One of the problems where I live is that the social workers are in one department, financial assessments are done in another department. All the social workers want to do is send someone else the work. Their own knowledge is virtually non existant.
They have no knowledge of Contract Law, I studied it at degree level. When one care agency didn’t do what they were contractually obliged to do, I witheld payment until they did what they said they would do. They never did, so I never paid them. Subsequently SSD told me off as “they are a small business and need the money” completely forgetting that I was running a small business myself.
Two of the area managers I’ve met were absolutely useless. In one instance I made a formal complaint of financial abuse, the area manager said she could find nothing wrong. I drove to M’s house, took the records to her office and showed her how th emoney “disappeared” every Sunday night. There was always a surplus Sunday night, but the balance next morning was zero. She was horrified, but did nothing. (She now holds a VERY senior post in SSD). Another time, there was a problem with M’s mileage, SSD were not paying for certain journeys. I explained to a different area manager that as all journeys were the same length and the same cost, all he had to do was count the number of journeys and multiply it by the cost of one journey. He refused, and sent the job to Winchester!
I suspect that the social workers are giving duff advice through ignorance.
Maybe look at the 2014 Care Act Regulations, which contain details of charging for care.
I know there is a clause that assessed needs must be met, even if the client refuses to pay. Under these circumstances, the LA can take the client to court.

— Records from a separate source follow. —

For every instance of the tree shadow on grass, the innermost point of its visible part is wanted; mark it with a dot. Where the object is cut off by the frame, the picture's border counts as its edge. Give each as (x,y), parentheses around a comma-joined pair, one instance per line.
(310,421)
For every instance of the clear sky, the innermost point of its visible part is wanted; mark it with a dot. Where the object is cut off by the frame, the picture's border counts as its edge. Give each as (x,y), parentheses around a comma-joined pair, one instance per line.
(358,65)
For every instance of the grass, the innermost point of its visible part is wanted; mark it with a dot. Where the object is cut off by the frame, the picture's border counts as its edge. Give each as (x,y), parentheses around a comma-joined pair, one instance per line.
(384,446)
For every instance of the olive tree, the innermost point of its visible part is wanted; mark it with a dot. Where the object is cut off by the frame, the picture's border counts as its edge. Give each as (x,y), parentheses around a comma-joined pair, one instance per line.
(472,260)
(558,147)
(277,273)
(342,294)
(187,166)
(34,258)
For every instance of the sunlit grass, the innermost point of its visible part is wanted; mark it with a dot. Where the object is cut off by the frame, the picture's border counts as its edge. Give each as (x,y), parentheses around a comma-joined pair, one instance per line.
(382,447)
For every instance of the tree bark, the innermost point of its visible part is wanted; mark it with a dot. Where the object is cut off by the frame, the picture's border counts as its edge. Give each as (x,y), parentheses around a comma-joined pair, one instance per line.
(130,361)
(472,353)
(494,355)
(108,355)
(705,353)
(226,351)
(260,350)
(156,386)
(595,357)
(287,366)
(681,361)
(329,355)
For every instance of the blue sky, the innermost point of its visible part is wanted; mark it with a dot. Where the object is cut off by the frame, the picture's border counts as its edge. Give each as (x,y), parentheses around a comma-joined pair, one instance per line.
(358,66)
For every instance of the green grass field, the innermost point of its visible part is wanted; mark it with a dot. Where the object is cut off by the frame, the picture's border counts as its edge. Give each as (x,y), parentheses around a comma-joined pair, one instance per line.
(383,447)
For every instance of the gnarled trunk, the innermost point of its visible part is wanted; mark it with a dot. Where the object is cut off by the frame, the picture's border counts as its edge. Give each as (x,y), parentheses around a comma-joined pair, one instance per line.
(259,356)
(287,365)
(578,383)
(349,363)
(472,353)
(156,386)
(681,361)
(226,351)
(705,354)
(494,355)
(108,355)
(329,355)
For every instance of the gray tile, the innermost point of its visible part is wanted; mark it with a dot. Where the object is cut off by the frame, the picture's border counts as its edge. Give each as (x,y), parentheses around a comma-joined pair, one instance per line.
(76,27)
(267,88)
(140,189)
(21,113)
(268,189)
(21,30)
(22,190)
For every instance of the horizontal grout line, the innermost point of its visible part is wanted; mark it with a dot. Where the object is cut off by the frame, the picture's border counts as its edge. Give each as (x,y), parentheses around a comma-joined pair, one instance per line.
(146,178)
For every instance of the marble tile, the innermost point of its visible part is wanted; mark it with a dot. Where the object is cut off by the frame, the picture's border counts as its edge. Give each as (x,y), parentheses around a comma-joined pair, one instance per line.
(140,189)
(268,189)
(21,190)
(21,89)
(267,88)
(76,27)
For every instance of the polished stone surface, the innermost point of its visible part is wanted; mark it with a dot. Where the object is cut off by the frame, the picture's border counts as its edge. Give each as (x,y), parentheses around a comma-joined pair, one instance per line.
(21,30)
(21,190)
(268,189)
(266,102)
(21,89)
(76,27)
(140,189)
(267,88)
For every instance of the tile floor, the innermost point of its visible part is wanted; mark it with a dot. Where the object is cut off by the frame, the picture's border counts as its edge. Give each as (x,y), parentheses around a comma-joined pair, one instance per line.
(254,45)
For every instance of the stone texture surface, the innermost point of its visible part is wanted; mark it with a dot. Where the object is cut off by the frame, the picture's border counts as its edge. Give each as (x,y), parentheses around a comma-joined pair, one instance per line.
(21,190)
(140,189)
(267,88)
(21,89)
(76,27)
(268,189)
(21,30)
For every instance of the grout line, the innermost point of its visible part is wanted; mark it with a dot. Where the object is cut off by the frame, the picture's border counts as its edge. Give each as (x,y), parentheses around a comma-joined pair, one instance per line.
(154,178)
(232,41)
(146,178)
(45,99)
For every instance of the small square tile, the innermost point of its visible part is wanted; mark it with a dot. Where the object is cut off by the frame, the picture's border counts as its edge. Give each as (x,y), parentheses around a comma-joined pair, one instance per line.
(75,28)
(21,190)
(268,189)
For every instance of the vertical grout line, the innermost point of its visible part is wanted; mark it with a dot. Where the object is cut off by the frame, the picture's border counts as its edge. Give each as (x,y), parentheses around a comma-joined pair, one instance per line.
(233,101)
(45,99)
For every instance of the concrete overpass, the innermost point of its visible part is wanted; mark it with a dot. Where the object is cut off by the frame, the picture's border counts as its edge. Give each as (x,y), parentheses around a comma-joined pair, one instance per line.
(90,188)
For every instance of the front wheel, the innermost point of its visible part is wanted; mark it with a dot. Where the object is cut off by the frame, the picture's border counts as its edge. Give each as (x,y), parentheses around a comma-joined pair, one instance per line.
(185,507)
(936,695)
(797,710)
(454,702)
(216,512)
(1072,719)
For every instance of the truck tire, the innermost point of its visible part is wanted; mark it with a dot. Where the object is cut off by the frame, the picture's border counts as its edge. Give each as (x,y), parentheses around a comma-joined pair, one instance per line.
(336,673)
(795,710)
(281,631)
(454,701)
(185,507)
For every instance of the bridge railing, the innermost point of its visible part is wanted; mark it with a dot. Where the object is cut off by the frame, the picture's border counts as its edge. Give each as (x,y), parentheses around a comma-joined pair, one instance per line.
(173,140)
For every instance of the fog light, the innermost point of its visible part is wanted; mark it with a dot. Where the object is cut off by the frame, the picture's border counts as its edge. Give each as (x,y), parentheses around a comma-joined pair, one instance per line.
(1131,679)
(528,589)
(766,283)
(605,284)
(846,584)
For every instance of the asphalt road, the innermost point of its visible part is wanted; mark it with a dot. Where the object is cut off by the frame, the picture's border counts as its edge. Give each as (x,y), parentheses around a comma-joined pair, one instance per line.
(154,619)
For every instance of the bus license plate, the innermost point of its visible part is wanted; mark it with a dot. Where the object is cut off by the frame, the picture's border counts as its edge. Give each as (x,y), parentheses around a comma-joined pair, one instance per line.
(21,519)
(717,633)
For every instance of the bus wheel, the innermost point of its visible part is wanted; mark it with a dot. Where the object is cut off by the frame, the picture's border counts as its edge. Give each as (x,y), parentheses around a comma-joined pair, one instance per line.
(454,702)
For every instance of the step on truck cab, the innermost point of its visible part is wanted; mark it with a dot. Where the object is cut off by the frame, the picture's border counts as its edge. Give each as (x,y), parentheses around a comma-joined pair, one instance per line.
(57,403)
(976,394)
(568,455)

As no one has POA for mum, that would have no hope of success!!!
Ok, I’ve found the time to look up the rules and they state that deferral is available when someone is in a care home or a supported living environment.
They’re failing to recognise that by the best interests meeting agreeing that she should leave her leave her home and move in with you they have effectively made you her supported living environment and therefore can defer. Because she is in a residential placement that can meet her needs that cannot be met at home.
Got to be worth a go, especially as there’s no way to sort out the finances otherwise. It would almost certainly have to go a lot higher than your social worker though, but it’s what I’d be arguing in your position. Everybody wins.